Alexander Davis | ConsumerConnect

As regards the need to shore up the government’s revenue to finance more capital projects in the country, the Asset Management Corporation of Nigeria (AMCON) has urged all agencies of the Federal Government and relevant stakeholders to join its debt recovery drive as the company strives to retrieve outstanding N4.4trillion debts.

The Corporation in a statement issued Sunday, January 10, stressed that failure to recover the debt would further worsen the downturn in the country’s economy.

AMCON said the N4.4trillion is bigger than the entire 2021 capital expenditure budget of the Federal Government, which stands at N3.85trillion.

The statement discloses “the Asset Management Corporation of Nigeria (AMCON) has raised a New Year alarm, calling on all agencies of the Federal Government and all stakeholders to join its debt recovery drive to guide against the huge opportunity cost of not recovering its huge total current exposure.”

The company explains if it recovers the loans, money can go a long way in reviving the iron and steel sectors, and in improving electricity in Nigeria.

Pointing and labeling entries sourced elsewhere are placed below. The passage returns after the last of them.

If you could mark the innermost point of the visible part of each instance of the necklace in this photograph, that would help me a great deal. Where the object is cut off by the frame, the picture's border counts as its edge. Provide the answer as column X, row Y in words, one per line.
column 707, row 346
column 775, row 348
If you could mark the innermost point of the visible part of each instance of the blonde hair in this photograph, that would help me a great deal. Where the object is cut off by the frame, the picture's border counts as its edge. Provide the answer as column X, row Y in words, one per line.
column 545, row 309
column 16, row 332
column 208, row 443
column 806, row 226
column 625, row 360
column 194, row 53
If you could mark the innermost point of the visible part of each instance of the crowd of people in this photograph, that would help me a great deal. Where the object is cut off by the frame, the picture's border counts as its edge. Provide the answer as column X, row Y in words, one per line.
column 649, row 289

This would involve the employment of more manpower which in turn would reduce the crime rate in the country, it stressed.

Likewise, AMCON explained that if the huge debt is recovered, the fund would be enough to capitalise over 2 million Micro Businesses with N2 million cash injection each or 200,000 Small and Medium Enterprises (SMEs) with N20 million per SME, which would create over 10million jobs in the country.

The statement added: “AMCON assured that it is determined to recover these debts because the money belongs to Nigerian taxpayers.”